Si le président de l'UE, Herman Van Rompuy, a plaidé de son côté pour "un consensus national" en Grèce autour du plan d'austérité en raison de "l'ampleur et de la nature des réformes nécessaires", il n'est pas question pour autant de renégocier les termes du plan pluriannuel, prévoyant d'ici à 2015 des économies de 28,4 milliards et des cessions de 50 milliards, pour juguler une dette de plus de 350 milliards.

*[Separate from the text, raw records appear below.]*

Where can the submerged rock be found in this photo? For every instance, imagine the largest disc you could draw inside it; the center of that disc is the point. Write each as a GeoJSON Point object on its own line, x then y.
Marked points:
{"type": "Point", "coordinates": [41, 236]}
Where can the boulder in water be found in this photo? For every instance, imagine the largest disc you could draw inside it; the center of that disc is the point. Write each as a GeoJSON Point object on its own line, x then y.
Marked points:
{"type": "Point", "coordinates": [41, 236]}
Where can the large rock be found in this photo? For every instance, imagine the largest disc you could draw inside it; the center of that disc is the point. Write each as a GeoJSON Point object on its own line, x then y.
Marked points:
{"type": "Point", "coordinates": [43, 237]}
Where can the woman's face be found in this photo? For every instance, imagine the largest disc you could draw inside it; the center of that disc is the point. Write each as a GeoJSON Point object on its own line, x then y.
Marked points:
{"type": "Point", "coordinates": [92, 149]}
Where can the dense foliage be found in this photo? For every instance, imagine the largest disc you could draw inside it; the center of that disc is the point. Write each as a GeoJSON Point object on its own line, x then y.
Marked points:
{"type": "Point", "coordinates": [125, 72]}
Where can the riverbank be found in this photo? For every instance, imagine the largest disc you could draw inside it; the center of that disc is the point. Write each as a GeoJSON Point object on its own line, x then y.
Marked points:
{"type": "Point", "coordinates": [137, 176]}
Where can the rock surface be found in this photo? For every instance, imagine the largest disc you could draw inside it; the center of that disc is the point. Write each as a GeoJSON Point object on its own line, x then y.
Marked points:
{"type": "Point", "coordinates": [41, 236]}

Réclamant une telle révision, l'opposition de droite a refusé jusque-là d'épauler le gouvernement, en dépit des pressions européennes.
DES COMPTES COURANTS EN AMÉLIORATION
Le déficit de la balance des transactions courantes de la Grèce a pourtant continué de se réduire en avril à 2,3 milliards d'euros contre 2,9 milliards un an plus tôt, a indiqué mardi la Banque de Grèce. Cette diminution résulte pour l'essentiel "d'une importante amélioration de la balance commerciale", mais aussi de celle des transferts courants, de celle des services et de celle des revenus.
La réduction du déficit courant de la Grèce a démarré en mars, lorsque le pays a plongé dans la crise économique.